注意这里sock_graft函数，函数实现在include/net/sock.h文件中。第一个参数是struct sock sk, 这是通过获取accept queue中第一项找到的，是在三次握手阶段创建的；第二个参数是struct socket parent，这是一个网络编程时看到的一个概念，与kernel中的sock有着本质的区别。
同时也要注意到kernel中命名的一个小规律：
struct socket 结构体的实例化名字，常缩写成sock
struct sock结构体的实例化名字，常缩写成sk

BSD socket与sock结构体的关系

同时sock_graft函数也很直接的现实了BSD socket结构体与sock结构体的关系，源代码不长就直接贴出来了。需要注意的是，这里为了完整的展现sock_graft的功能，手动的展开了inline函数。

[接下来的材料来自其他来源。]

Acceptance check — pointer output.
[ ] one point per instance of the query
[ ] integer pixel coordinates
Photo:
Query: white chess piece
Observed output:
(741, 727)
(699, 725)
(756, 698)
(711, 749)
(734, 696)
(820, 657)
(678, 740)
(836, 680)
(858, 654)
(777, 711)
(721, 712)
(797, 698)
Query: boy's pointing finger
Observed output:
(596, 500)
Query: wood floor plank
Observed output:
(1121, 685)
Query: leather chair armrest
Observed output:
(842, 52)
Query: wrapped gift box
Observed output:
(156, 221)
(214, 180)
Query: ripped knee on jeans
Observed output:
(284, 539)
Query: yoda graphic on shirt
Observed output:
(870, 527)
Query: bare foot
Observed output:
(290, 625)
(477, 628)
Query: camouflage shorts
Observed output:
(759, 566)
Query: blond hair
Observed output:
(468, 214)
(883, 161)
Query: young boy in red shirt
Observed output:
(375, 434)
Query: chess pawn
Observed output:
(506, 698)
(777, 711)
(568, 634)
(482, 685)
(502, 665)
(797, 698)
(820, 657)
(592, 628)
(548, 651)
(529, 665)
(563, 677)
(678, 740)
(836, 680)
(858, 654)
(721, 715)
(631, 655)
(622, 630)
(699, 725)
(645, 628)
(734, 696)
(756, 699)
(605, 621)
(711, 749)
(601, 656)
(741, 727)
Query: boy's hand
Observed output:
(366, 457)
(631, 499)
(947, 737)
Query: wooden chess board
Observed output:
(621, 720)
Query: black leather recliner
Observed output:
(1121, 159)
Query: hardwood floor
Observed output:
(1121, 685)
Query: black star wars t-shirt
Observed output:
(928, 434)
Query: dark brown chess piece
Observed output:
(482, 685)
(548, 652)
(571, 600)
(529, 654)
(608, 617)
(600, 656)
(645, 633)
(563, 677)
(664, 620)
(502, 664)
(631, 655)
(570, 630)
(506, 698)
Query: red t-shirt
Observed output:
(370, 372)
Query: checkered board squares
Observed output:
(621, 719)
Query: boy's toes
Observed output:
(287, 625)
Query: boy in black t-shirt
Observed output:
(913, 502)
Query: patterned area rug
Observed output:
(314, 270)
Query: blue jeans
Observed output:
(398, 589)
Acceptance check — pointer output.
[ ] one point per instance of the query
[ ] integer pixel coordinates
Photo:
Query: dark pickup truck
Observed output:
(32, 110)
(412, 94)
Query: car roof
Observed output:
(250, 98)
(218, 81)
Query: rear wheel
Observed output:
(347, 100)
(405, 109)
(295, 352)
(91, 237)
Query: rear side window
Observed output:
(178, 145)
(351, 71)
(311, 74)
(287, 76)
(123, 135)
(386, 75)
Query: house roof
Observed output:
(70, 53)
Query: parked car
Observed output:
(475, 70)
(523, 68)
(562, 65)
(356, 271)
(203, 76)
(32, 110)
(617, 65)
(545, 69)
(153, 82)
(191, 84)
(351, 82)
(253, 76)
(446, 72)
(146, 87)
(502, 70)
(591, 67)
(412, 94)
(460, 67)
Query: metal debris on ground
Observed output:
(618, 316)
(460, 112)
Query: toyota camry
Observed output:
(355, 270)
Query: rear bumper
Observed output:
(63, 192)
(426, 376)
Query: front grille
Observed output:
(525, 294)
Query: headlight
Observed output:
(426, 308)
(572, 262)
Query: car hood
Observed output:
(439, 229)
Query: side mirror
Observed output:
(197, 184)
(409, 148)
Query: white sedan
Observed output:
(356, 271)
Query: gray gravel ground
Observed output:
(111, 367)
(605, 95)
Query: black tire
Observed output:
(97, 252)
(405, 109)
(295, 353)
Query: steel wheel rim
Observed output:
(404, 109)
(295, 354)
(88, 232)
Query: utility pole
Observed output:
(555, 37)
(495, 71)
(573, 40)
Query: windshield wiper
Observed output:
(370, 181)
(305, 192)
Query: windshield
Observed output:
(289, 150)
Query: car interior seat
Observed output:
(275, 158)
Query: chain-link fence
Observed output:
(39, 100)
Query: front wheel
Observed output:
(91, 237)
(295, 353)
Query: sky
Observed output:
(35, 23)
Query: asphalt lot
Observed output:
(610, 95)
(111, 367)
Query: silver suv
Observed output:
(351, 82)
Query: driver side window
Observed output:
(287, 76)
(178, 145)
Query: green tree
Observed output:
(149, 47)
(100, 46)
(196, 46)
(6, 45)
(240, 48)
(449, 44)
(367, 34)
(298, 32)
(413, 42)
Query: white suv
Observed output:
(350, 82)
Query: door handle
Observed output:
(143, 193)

static inline void sock_graft(struct sock *sk, struct socket *parent)
{
    write_lock_bh(&sk->sk_callback_lock);
    sk->sk_wq = parent->wq;
    parent->sk = sk;
    sk->sk_tx_queue_mapping = -1;
    sk->sk_socket = parent;
    write_unlock_bh(&sk->sk_callback_lock);
}

至于file, inode 和 socket结构体的关系用文字表达比较费劲，推荐看下书中的Figure 4.21, Figure 4.22再结合代码理解。

Connect过程及相关结构体

客户端建立一个TCP connection需要做的事情相对简单。先调用socket()新建一个BSD socket，然后调用connect函数与远端相连即可。引用一段书中的一段更详细准确的解释如下：

Socket():
    1. Identify correct set of socket & protocol operations and  
    link them together with the help of sock & socket structure.  
    2. Initialize some of the fields of protocol specific data structures.  
    3. Hook this socket to the vfs and associate this socket to the inode.

Connect():

    1. Let the kernel know what services (server port number) you want to avail and  
    from where (IP address).  
    2. Initializes protocol specific data structures, allocates resources for client  
    application, and sets up complete procotol stack for the client side.  
    3. By default, connect blocks and returns to the application once the connection  
    is established with the server else returns an error number.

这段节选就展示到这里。